By | Christina Rasieleski | Christina Rasieleski | Gogi Anand
Some leaders are having difficulty accepting the stark truth: Hybrid and flexible ways of working are here to stay.
Those who cling to old norms anchored in mandatory onsite face time are missing an important opportunity. According to Glint data collected over the past year, flexibility is good for people and good for business: Employees who report satisfaction with work flexibility are 2.6 times more likely to be happy working for their company than employees who are dissatisfied with work flexibility. They’re also 3.4 times more likely to feel they’re successfully balancing work and personal obligations.
“Employees are looking to their organizations to value their needs as full human beings,” says Amy Lavoie, head of strategic development for LinkedIn People Science, “and to trust them to make decisions about how, when, and where they work.”
Unconvinced?
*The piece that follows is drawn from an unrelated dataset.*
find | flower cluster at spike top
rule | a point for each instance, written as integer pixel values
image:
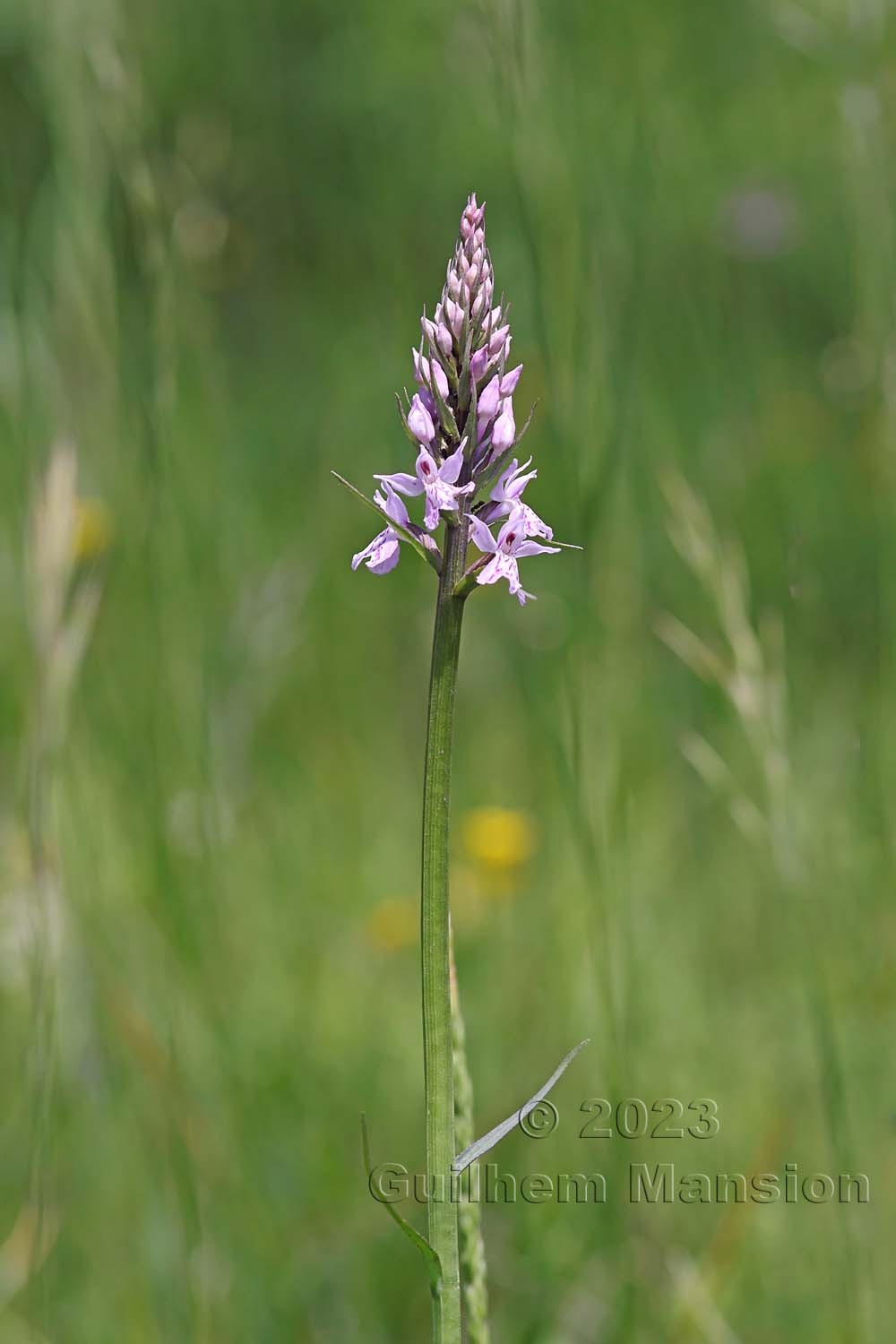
(462, 425)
Let’s examine four common myths about hybrid work and share a few tips that can move your organization forward in a world where more and more employees are taking advantage of three ways of working:
Hybrid work means some segments of employees work in the office while others work remotely. This may include having individuals who work some days in the office and some remotely. It may also include situations where some segments of the workforce are entirely remote and others are coming into work every day. For example, a company might have a finance team working from their homes and manufacturing workers who are present in the factory.
Remote work allows professionals to work outside of a traditional office environment. It is based on the concept that work does not need to be done in a specific place to be executed successfully.
Flexible work refers to nontraditional work arrangements that consider an individual’s personal needs, often involving some degree of working remotely. Flexibility may apply to location, schedule, or both.